If God is human-oriented, wouldn’t you expect him to create a universe in which humans feature prominently? You’d expect humans to occupy most of the universe, existing across time. Yet that isn’t the kind of universe we live in. Humans are very small, and space, as Douglas Adams once put it, “is big, really really big”....
Clearly, there is a discrepancy between the kind of universe we would expect a human-oriented God to create, and the universe we live in. How can we explain it? Surely the simplest explanation is that God doesn’t exist. The spatial and temporal size of the universe gives us reason to be atheists.
To be honest, when I come across an atheist telling theists what one would expect if God exists, I have come to expect that a bit of fast sophistry is coming this way. That's not quite the case here, and yet there are reasons why this kind of argument is relatively little used (although I have been seeing it more often than usual in the past few years).

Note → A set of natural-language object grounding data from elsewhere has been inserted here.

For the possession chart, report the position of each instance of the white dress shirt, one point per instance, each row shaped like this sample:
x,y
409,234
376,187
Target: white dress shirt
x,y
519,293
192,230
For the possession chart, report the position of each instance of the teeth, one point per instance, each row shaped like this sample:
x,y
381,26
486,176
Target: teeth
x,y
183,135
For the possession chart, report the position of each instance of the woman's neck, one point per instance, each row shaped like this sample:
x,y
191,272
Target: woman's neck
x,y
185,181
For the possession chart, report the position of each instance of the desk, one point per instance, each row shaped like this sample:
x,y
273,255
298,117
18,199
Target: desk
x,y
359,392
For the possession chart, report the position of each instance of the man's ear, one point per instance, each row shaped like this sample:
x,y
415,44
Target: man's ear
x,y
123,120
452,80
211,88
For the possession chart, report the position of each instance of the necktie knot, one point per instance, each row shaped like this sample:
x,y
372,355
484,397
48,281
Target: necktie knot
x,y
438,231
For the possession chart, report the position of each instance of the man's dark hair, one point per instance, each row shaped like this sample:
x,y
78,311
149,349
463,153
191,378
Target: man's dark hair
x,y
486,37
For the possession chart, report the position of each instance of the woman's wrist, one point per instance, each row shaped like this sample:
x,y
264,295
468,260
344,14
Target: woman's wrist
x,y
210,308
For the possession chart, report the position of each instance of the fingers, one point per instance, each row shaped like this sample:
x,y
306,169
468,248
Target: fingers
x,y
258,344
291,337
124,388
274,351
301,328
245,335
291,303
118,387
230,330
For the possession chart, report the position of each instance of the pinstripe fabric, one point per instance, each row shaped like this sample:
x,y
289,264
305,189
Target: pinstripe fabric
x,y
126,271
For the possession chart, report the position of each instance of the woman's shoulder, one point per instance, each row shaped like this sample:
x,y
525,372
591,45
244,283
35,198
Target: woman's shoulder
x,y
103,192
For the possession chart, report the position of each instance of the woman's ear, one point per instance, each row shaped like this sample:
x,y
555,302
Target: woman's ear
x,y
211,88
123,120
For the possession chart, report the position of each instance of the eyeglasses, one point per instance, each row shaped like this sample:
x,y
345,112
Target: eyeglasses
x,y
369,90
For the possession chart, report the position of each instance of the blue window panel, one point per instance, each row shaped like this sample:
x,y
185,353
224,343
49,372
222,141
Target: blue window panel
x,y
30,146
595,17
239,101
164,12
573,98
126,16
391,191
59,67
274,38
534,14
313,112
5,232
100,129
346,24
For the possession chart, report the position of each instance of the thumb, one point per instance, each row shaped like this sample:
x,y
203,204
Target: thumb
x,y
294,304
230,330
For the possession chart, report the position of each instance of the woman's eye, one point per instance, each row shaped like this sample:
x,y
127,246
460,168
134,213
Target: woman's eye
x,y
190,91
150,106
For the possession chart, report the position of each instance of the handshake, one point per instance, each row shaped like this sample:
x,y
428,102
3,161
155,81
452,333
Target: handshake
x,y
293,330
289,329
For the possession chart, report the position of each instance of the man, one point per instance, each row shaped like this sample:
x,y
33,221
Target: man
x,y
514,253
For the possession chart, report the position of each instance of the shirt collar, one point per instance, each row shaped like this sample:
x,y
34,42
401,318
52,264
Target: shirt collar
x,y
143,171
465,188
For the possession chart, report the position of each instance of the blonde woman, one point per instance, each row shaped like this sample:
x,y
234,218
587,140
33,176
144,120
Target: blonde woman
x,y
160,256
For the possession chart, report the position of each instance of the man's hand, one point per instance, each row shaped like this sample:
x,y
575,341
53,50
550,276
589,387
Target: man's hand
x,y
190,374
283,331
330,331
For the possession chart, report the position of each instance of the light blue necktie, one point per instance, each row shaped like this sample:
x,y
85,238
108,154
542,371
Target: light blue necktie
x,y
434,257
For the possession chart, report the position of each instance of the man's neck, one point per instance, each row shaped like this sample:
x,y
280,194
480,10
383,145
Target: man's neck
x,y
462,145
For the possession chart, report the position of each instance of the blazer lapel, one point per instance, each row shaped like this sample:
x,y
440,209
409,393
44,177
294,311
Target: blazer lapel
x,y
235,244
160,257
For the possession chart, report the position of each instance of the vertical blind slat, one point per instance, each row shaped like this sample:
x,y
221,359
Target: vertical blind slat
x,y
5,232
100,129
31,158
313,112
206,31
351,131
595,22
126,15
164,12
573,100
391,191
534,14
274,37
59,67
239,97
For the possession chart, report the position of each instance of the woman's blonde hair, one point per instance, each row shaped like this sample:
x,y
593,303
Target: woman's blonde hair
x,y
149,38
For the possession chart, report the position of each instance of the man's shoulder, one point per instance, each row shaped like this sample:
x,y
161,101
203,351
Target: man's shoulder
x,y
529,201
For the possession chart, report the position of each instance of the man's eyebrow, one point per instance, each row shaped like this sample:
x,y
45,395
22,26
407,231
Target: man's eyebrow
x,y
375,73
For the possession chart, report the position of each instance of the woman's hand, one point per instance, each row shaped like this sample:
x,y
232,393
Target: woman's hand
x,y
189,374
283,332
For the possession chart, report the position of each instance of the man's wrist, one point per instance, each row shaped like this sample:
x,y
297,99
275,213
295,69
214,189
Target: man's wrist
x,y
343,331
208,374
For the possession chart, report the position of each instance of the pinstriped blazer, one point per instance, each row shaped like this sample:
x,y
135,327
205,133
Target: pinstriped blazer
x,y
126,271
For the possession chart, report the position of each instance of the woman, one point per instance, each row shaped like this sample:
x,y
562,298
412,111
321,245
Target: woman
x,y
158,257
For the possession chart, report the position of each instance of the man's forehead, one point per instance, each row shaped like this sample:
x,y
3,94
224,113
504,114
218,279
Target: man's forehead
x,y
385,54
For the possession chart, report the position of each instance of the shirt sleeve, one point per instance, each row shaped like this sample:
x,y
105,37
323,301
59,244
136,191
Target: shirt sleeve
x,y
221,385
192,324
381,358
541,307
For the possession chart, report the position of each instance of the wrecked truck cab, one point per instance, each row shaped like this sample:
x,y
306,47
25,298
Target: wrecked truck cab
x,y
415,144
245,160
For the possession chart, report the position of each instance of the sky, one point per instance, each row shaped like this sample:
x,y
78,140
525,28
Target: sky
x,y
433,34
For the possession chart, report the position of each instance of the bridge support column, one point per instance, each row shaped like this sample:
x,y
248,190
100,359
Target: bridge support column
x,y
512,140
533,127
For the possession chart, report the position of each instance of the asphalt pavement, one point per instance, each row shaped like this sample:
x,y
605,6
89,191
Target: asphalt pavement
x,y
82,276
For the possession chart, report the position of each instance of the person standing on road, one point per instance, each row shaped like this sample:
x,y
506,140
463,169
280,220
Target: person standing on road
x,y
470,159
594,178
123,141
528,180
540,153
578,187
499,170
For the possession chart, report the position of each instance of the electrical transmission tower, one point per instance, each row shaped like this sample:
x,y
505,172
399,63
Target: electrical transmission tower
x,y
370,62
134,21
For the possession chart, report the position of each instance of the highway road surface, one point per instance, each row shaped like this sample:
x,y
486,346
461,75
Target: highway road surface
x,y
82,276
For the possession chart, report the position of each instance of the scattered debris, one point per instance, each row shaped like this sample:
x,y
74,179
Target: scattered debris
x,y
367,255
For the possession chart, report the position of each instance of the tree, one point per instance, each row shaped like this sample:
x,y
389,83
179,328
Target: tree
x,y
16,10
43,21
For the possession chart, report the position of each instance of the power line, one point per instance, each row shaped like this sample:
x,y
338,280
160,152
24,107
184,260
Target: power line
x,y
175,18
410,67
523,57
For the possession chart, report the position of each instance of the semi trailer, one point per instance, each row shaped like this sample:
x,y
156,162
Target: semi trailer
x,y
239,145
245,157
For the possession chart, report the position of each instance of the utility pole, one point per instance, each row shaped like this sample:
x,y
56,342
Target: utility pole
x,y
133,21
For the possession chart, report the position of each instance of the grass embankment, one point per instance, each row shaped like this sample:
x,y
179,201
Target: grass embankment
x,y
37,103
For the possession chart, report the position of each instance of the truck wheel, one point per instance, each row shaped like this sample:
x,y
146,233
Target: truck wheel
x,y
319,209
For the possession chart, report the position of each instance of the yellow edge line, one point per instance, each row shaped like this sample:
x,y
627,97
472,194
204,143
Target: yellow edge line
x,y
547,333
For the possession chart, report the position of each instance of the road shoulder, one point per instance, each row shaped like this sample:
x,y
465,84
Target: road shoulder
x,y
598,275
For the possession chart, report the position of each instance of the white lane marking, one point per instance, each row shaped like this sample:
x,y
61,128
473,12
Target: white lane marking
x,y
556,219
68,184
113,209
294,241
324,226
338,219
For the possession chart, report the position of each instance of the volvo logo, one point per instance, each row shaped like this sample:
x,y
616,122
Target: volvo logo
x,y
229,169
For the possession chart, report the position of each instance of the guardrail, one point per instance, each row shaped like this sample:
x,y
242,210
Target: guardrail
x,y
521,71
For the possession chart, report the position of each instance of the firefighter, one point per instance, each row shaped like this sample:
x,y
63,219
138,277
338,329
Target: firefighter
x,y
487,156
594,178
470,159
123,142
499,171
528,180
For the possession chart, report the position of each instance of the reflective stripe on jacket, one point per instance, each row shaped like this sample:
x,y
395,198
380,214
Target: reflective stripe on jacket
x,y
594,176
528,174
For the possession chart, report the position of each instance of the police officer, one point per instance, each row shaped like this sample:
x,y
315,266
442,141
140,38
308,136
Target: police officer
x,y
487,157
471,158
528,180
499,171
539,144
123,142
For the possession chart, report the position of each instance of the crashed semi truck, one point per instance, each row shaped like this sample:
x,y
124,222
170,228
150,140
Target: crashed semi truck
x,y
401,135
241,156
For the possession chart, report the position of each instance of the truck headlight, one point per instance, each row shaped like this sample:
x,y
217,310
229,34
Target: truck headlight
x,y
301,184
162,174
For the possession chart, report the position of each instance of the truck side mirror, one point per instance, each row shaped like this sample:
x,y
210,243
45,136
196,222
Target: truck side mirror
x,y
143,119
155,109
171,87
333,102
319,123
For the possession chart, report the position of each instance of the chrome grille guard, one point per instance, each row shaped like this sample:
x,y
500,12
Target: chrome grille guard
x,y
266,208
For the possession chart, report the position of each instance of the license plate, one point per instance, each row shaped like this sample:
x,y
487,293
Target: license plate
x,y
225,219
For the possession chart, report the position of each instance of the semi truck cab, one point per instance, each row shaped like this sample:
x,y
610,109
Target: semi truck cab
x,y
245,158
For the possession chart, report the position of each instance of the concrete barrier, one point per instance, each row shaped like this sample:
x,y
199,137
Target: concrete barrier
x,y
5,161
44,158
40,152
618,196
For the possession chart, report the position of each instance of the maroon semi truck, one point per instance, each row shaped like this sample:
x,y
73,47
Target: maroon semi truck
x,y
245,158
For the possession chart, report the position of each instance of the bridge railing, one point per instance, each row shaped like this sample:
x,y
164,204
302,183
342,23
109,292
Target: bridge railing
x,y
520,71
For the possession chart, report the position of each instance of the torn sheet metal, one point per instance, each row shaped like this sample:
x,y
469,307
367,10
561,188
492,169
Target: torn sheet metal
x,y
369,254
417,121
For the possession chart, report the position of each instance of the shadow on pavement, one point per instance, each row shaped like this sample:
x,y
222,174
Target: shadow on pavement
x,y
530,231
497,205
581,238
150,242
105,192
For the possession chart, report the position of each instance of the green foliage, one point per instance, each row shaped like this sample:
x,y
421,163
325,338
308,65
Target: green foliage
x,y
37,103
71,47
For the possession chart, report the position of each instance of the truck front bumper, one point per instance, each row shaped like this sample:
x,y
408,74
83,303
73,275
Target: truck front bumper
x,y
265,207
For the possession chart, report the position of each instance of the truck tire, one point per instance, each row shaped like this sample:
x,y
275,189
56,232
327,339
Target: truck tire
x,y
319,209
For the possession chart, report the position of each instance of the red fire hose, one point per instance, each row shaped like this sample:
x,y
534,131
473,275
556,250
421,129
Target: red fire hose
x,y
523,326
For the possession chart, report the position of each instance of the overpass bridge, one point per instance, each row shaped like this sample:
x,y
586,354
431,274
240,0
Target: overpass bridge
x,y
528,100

(1) The argument depends crucially on what one would expect given what religious texts say about God. This is reasonable, but it requires consistent application. The texts in question don't just talk about human importance; they also talk about the grandeur of the cosmos. The point of Job 38 and following is certainly not that the world is a small and cozy one. What is more, it's not as if this is entirely unaddressed in the texts themselves:
When I look at your heavens, the work of your fingers,
the moon and the stars, which you have set in place,
what is man that you are mindful of him,
and the son of man that you care for him?
Yet you have made him a little lower than the heavenly beings
and crowned him with glory and honor.
The religious texts themselves, in other words, show no sign of expecting a small and cozy universe; given that "the heavens are telling the glory of God", they even at times insist on how extraordinary the world is in order to make the point that its Creator is even greater. The thing they portray as surprising is not that the universe is vast but that human beings are significant, and they affirm both. If you are going to talk about what can be expected on the basis of claims made in religious texts, one has to take in the whole; and there is another strand of those texts which plays up the vastness and power displayed in creation precisely in order to speak about the power and wisdom of God.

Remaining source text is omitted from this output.